Voici la vidéo de la rencontre citoyenne d'éducation populaire du 27 novembre 2015 à Romainville, que le groupe local EELV m'a chargé de préparer et d'animer, afin d'informer le public sur les enjeux du sommet mondial sur le climat (COP21) dont les travaux allaient commencer deux jours plus tard.

Le temps que ce film soit monté, la COP21 s'est achevée et un premier bilan peut en être tiré. J'invite mes lecteurs à découvrir l'analyse très intéressante proposée sur le blog du Monde Diplomatique, Le pari ambigu de la coopération climatique. Je partage l'argumentation qui y est développée.

Mais je tiens aussi à souligner - a posteriori - que le débat du 27 novembre dernier garde toute sa pertinence, et la vidéo mise en ligne est encore d'une grande actualité. En effet, les interventions d'Agnès Sinaï (chercheuse et journaliste), de Bruno Rebelle (Ancien responsable de Greenpeace), de Christophe Ventura (journaliste au Monde Diplomatique) et de Pablo Servigne (chercheur et auteur), la discussion entre eux et avec le public, sont d'une étonnante clairvoyance. La qualité de leurs échanges résulte sans doute des quatre mois de préparation que j'ai eu le plaisir d'animer avec eux depuis la fin de l'été 2015, permettant de trouver de belles complémentarités dans leurs prises de parole, mais aussi d'importantes nuances et de fertiles contradictions !
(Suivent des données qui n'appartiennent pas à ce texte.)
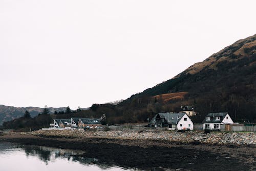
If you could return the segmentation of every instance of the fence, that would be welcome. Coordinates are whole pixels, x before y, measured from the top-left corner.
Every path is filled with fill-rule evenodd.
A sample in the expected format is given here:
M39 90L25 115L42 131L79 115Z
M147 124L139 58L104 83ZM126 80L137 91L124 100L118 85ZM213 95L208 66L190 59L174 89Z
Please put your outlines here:
M239 124L239 125L223 124L221 125L220 129L221 131L227 131L255 132L256 126L246 126L243 124Z
M194 130L203 130L203 124L194 124Z

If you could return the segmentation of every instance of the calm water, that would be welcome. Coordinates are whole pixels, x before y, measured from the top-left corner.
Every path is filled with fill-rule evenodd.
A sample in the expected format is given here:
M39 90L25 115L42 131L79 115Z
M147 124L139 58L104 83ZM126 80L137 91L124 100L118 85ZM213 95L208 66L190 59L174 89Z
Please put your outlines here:
M82 154L79 150L0 143L0 170L139 170L106 165L97 159L72 156Z

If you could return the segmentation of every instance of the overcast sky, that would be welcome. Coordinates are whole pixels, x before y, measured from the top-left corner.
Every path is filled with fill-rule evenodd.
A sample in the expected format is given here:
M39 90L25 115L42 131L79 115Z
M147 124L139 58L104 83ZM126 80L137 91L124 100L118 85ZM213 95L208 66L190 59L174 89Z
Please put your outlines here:
M0 104L125 99L256 33L251 1L0 0Z

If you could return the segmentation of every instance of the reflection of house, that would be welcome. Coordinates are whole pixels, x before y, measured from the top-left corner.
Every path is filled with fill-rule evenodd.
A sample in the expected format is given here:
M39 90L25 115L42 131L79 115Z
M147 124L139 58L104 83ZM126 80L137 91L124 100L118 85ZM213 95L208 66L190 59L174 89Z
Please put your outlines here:
M233 123L227 112L208 113L203 121L203 129L220 129L220 125Z
M180 111L180 113L185 112L189 117L197 115L197 112L194 111L194 108L192 106L181 106L181 109L182 111Z
M90 127L95 128L95 126L100 126L101 123L98 119L89 118L80 118L78 123L79 128Z
M186 113L159 113L150 123L151 127L168 127L169 130L193 130L193 123Z

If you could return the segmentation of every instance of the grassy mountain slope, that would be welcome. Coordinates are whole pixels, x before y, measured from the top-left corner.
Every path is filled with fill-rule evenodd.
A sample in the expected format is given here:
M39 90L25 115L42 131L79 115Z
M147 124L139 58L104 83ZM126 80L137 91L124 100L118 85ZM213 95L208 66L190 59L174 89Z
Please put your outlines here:
M179 110L182 105L193 104L200 113L194 118L197 122L208 112L222 111L228 111L237 121L256 122L255 71L256 34L236 42L172 79L132 96L120 105L125 106L135 99L187 92L181 98L168 100L164 98L159 110ZM145 102L147 107L154 105Z

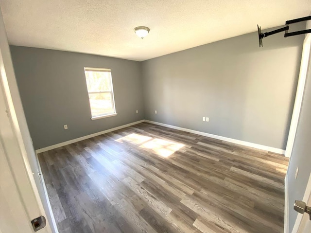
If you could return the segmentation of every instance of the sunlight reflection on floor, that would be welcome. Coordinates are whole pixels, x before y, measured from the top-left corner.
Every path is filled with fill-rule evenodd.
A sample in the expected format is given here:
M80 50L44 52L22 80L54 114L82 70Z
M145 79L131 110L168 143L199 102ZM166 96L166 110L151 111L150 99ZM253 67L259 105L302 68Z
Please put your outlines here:
M133 143L135 144L140 144L142 143L144 143L147 141L152 139L152 138L150 137L147 137L146 136L140 135L136 133L132 133L129 135L123 137L121 138L119 138L116 140L116 142L119 143L122 143L123 141L129 142Z
M175 152L180 149L185 145L180 143L174 143L163 139L153 139L136 133L132 133L116 140L116 142L122 143L123 142L132 143L134 144L141 144L140 148L151 150L153 152L167 158Z

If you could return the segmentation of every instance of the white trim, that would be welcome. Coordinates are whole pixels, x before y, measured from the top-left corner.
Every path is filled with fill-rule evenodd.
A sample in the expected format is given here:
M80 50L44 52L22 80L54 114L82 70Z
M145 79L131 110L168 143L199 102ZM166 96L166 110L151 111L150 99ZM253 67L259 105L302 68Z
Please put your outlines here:
M71 144L72 143L76 143L77 142L79 142L80 141L84 140L85 139L87 139L88 138L92 138L93 137L96 137L97 136L100 135L101 134L104 134L105 133L109 133L110 132L112 132L113 131L117 130L118 129L120 129L121 128L125 128L126 127L128 127L129 126L131 126L139 123L141 123L142 122L144 122L144 121L145 121L144 120L141 120L140 121L138 121L135 122L132 122L132 123L129 123L126 125L123 125L119 126L115 128L106 129L105 130L101 131L97 133L95 133L92 134L89 134L88 135L84 136L80 138L78 138L74 139L72 139L71 140L64 142L63 143L55 144L55 145L50 145L49 146L47 146L46 147L40 148L40 149L38 149L37 150L36 150L35 152L37 154L41 153L41 152L44 152L44 151L47 151L50 150L55 149L55 148L60 147L61 146L69 145L69 144Z
M159 122L156 122L152 121L149 121L148 120L145 120L145 122L147 122L148 123L157 125L158 125L164 126L165 127L167 127L168 128L174 128L175 129L178 129L179 130L184 131L185 132L188 132L189 133L194 133L195 134L198 134L199 135L205 136L206 137L208 137L209 138L219 139L220 140L222 140L222 141L225 141L226 142L229 142L230 143L233 143L236 144L239 144L239 145L245 145L246 146L250 146L251 147L260 149L261 150L271 151L272 152L277 153L278 154L281 154L282 155L284 155L284 153L285 153L285 151L284 150L282 150L282 149L278 149L277 148L271 147L270 146L260 145L259 144L256 144L253 143L249 143L248 142L244 142L243 141L238 140L237 139L233 139L232 138L226 138L225 137L223 137L222 136L215 135L214 134L211 134L207 133L204 133L203 132L200 132L199 131L193 130L192 129L189 129L188 128L182 128L181 127L171 125L167 125L166 124L160 123Z
M302 55L301 56L301 63L300 65L300 70L299 72L299 76L297 85L297 90L296 92L296 97L295 103L293 110L293 115L290 131L288 133L287 143L286 144L286 151L285 156L290 158L293 151L293 147L295 141L296 131L298 125L298 121L300 114L300 109L302 104L302 99L305 90L305 85L307 78L307 72L308 69L308 64L310 59L310 47L311 46L311 35L308 35L306 36L303 42L303 48L302 49Z
M92 121L94 121L94 120L97 120L98 119L105 118L106 117L109 117L111 116L117 116L117 114L118 113L111 113L111 114L106 114L106 115L100 115L99 116L92 117L91 117L91 119L92 120Z
M311 173L310 173L310 175L309 175L309 179L308 180L308 183L307 183L306 191L305 191L305 194L303 195L303 198L301 200L308 204L308 202L310 198L311 198ZM301 232L300 231L301 229L299 229L299 227L300 226L303 216L303 214L298 214L297 218L296 218L296 221L295 221L295 225L294 225L292 233L297 233L298 232L298 230L299 230L299 232Z
M55 149L55 148L60 147L64 145L68 145L72 143L76 143L80 141L87 139L88 138L92 138L93 137L96 137L101 134L104 134L105 133L112 132L113 131L117 130L121 128L125 128L129 126L134 125L138 124L141 123L142 122L147 122L148 123L153 124L154 125L158 125L164 126L167 127L168 128L174 128L175 129L178 129L179 130L184 131L185 132L188 132L189 133L192 133L195 134L198 134L199 135L204 136L205 137L208 137L209 138L214 138L220 140L225 141L226 142L229 142L230 143L235 143L239 145L245 145L246 146L249 146L250 147L256 148L257 149L260 149L261 150L266 150L268 151L271 151L272 152L277 153L278 154L281 154L284 155L285 153L284 150L282 149L278 149L275 147L271 147L270 146L267 146L266 145L260 145L259 144L256 144L252 143L249 143L248 142L244 142L243 141L238 140L237 139L233 139L230 138L226 138L225 137L223 137L222 136L215 135L214 134L211 134L210 133L205 133L204 132L200 132L199 131L193 130L192 129L189 129L185 128L182 128L176 126L172 125L167 125L163 123L160 123L159 122L156 122L152 121L149 121L148 120L141 120L140 121L137 121L135 122L132 122L126 125L123 125L116 127L115 128L112 128L106 130L102 131L97 133L93 133L92 134L89 134L88 135L84 136L80 138L76 138L71 140L64 142L63 143L59 143L54 145L47 146L46 147L40 148L35 151L36 153L39 153L44 152L44 151L47 151L50 150Z
M35 153L35 158L37 160L37 161L38 161L38 162L37 163L38 164L38 175L39 175L39 178L40 179L40 180L41 182L42 185L43 186L43 189L44 191L44 195L47 198L48 208L49 209L49 211L50 212L50 213L52 214L53 210L52 210L52 206L51 205L51 202L50 202L50 197L49 197L49 194L48 194L48 190L47 190L47 186L45 185L45 181L44 181L44 179L43 179L42 170L41 169L40 162L39 162L39 158L38 158L38 154L37 153ZM59 232L58 231L58 228L57 227L57 224L56 223L56 220L55 220L55 216L54 216L53 214L52 215L51 218L52 219L52 222L50 222L50 224L52 224L53 225L54 231L53 233L59 233Z
M285 176L285 179L284 179L284 184L285 196L285 205L284 208L284 233L288 233L289 200L288 199L288 181L287 180L287 174Z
Je remercie ici les ami-e-s du groupe local EELV de Romainville qui se sont mobilisé-e-s pour la réussite de cette grande soirée citoyenne, réunissant plus de 80 personnes (bien au delà de nos espérances...), ainsi que celles et ceux qui ont filmé et monté la vidéo (leurs noms apparaissent dans le générique).

Le film est en trois parties.

La première partie expose d'une façon particulièrement sobre, claire, et assez glaçante (!) l'étendue du problème : les causes humaines du réchauffement climatique et la gravité de la situation actuelle. Mais les quatre intervenants élargissent la réflexion sur d'autres aspects de la crise écologique que les négociateurs internationaux ont tendance à négliger : le modèle de développement économique, les conséquences du dépassement du pic pétrolier (et l'épuisement des autres ressources), l'effondrement de la biodiversité, la situation catastrophique des océans...

La deuxième partie est consacrée au débat entre les intervenants sur les enjeux de la COP21, sur les perspectives que ce sommet mondial peut ouvrir... ou refermer, sur l'après-COP21. J'attire l'attention sur l'importance de cette partie, puisqu'elle permet de distinguer les différentes options politiques - complémentaires ou contradictoires - offertes aux citoyens cherchant à s'impliquer concrètement dans les événements.

La troisième partie est dédiée au débat avec le public, permettant d'approfondir certaines questions importantes, notamment quels leviers utiliser pour peser sur les événements, quelles actions citoyennes mettre en œuvre ?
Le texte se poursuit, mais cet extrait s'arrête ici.